My Guide to Coach Trips

Anyone who has ever been anywhere on holiday will have been on at least one sight seeing coach tour. I briefly mentioned them in my post on Courage; this post is an extended guide to how to survive these endurance coach trips.



Normally they start early in the morning because your destination is often many hot, sweaty, non air-conditioned miles away. You’ve packed everything you need for the day including swimming costume, sun cream and maybe even packed lunch.

March out to your pick up point where, in all fairness, the coach is normally on time. However once on the coach there will be at least another five or six more stops to pick everyone else up from their hotels. As you watch them get onboard you pick out to yourself any faults in their appearance.

During the coach journey itself there will be the tour guide who will come on over the speaker system, which is always either too loud or too quiet to hear. They will waffle on though endless facts about local facts and way of life, very little of which you will actually remember. Tip: If you are ultra concerned that you might be tested on this or just want something to tell your friends that you learnt on holiday, you might wish to take some paper and a pen. No one that I have noticed has ever done this but sometimes it pays to be attentive even if only to keep you occupied.

Along your journey there will probably be stops in which either there is nothing to do, so you end up sitting on the coach for another ½ hour.
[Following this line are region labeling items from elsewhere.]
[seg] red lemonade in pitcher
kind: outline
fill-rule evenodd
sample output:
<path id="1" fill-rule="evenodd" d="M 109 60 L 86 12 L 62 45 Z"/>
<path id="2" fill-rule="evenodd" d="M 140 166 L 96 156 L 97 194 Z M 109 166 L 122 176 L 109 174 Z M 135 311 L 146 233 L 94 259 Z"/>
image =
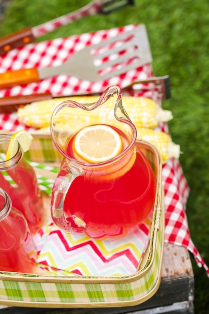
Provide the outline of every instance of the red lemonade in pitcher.
<path id="1" fill-rule="evenodd" d="M 128 144 L 124 133 L 106 124 L 84 127 L 70 140 L 67 154 L 82 163 L 84 171 L 72 183 L 64 211 L 66 217 L 84 221 L 87 233 L 88 229 L 132 227 L 153 208 L 152 169 L 135 145 L 125 151 Z"/>

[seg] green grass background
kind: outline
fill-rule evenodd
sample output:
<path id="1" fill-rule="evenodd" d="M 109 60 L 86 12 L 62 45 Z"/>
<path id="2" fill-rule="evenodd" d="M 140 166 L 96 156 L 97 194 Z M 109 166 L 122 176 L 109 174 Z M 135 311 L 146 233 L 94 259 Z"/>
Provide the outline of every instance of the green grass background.
<path id="1" fill-rule="evenodd" d="M 0 36 L 35 26 L 77 10 L 89 0 L 11 0 L 0 25 Z M 144 23 L 155 76 L 169 74 L 172 97 L 163 101 L 172 111 L 173 141 L 183 153 L 180 162 L 190 188 L 186 213 L 191 238 L 209 265 L 209 3 L 208 0 L 135 0 L 135 5 L 109 15 L 74 21 L 38 41 Z M 209 279 L 192 262 L 195 313 L 209 311 Z"/>

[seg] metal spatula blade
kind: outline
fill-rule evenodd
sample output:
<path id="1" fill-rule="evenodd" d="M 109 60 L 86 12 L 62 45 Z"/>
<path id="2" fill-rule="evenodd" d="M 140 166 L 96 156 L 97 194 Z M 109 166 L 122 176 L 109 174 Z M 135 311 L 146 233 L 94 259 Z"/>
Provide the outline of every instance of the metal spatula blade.
<path id="1" fill-rule="evenodd" d="M 152 61 L 143 24 L 131 31 L 87 46 L 61 65 L 9 71 L 0 74 L 0 88 L 37 82 L 62 74 L 98 81 L 118 76 Z"/>

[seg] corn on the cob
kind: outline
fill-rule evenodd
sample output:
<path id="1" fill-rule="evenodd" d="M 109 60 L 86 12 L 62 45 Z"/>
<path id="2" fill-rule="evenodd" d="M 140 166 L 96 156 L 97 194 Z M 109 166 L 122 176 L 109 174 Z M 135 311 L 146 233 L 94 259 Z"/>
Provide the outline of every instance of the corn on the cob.
<path id="1" fill-rule="evenodd" d="M 179 158 L 179 145 L 175 144 L 170 136 L 164 132 L 144 127 L 138 128 L 137 138 L 149 142 L 156 147 L 161 155 L 162 163 L 171 157 Z"/>
<path id="2" fill-rule="evenodd" d="M 62 97 L 54 98 L 48 100 L 43 100 L 29 104 L 25 107 L 19 108 L 17 112 L 19 122 L 28 126 L 41 128 L 49 126 L 51 117 L 55 107 L 61 102 L 68 100 L 69 98 Z M 70 100 L 75 100 L 81 103 L 95 102 L 98 100 L 97 96 L 74 96 Z M 112 108 L 114 105 L 114 98 L 111 97 L 108 100 L 112 102 Z M 125 109 L 132 122 L 137 128 L 138 127 L 154 127 L 159 122 L 169 121 L 172 118 L 171 112 L 162 109 L 154 100 L 145 97 L 134 97 L 124 96 L 122 101 Z M 80 119 L 92 119 L 93 123 L 99 123 L 100 119 L 105 119 L 103 112 L 103 107 L 99 107 L 97 112 L 94 110 L 88 111 L 88 114 L 84 110 L 75 109 L 75 116 L 66 117 L 66 112 L 60 115 L 60 123 L 65 124 L 67 122 L 69 125 L 69 119 L 71 123 L 73 123 L 77 119 L 77 123 Z M 99 121 L 98 120 L 98 119 Z M 58 121 L 58 122 L 59 121 Z"/>

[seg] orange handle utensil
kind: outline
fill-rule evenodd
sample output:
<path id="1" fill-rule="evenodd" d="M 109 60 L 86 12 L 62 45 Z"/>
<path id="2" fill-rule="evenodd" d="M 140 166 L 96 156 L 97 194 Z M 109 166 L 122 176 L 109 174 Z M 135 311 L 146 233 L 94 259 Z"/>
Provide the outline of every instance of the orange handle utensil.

Alternatively there you are given barely enough time to look around before moving on to the next destination. Even with the second option you will still find yourself sitting on a coach for an extended period waiting for those who lost track of time, or just got lost.

Some stops can be simple five minute sightseeing breaks such as a point on high ground that overlooks the nearby town. During these stops about half the group (the ones with cameras) get out to all take essentially the same photo before getting back on. The issue I have here is that photos should really have some story behind them; a five-minute stop isn’t really going to generate much story telling material for when you bore the rest of the family flicking through your holiday photo album.

By now everyone is starting to get a little weary from the day in the sun and the exercise of getting on and off a coach. Trips with many stops often seem to repeat themselves; once you have seen one church in a country you’ve seen them all.

So finally it comes to the long journey home, time to reflect on all that you have seen during the day, those picked up first now will have to wait until the end to get back to there accommodation. As soon as you close the door to your room the urge to collapse onto the sofa/ bed (which ever is the closest) is impossible to resist. You say no more coach trips… until the next one.